Изменить стиль страницы

Филипп Васильевич незлобиво хохотнул:

— Застыл небось? Ну, шагаем той же орбитой по домам! Подобьем дебет-кредит. Молодух наших, как пить дать, тоска долит.

И рассмеялся в полную силу, рассмеялся деловито и великодушно.

Пылаев медлил. Он стоял на вершине, в величественном окружении таежных гор, городских площадей и улиц, рабочих поселков, перед лицом реченского комбината, и видел себя как бы со стороны, и удивлялся тому, что очень ясно чувствовал себя не каким-нибудь Иваном Пылаевым, приехавшим в гости к родственникам, а негласным представителем своего завода и города, своего степного уральского края. Мысль об этом пришла к нему издалека, исподволь, вернее, она приходила и раньше, но только сейчас эта мысль наполнила его душу неподдельной радостью и гордостью.

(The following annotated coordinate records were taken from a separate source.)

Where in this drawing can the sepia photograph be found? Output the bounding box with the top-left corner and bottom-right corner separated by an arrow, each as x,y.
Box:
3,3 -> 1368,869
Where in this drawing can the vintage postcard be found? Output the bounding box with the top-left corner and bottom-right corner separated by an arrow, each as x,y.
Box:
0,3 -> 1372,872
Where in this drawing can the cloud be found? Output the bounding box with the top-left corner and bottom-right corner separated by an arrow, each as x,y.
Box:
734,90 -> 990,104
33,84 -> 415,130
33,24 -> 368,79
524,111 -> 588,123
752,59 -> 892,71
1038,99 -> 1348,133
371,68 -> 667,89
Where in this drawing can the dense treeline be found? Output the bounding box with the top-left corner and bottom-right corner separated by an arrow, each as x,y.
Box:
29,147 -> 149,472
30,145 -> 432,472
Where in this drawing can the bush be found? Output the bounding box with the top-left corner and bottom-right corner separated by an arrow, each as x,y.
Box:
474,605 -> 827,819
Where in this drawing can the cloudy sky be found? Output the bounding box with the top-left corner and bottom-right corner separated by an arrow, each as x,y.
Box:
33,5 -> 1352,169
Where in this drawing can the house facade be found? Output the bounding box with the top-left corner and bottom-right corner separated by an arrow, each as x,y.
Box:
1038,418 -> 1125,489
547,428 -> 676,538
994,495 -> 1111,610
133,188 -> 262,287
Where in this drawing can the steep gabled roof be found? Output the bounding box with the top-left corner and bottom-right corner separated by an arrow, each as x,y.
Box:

Пылаев медлил еще потому, что ждал от Филиппа Васильевича вопросов и разговора наедине обо всем: о работе, о Наталье, как они там живут, не обижает ли он ее, но старик уже медленно и задумчиво зашагал по тропе к соснам, хрупая палкой по снегу. Он шагал прямиком, по улице, ведущей к главной площади, словно всем своим видом показывая, что вести домашние разговоры на Обрыв-Камне совсем неуместно, не положено и неудобно.

Когда они уходили, Ивану вспомнилось, как он обрезал Наталью, когда она просила повести ее на место, где он работает. Она просила и говорила: «А я не забоюсь». Теперь, конечно, он поведет ее туда, и встанут они на самой вершине Железной горы и увидят все на многие версты вокруг: и завод, и город, и степи, и эти Уральские горы, которые с Обрыв-Камня так близко, что протяни руку — дотронуться можно!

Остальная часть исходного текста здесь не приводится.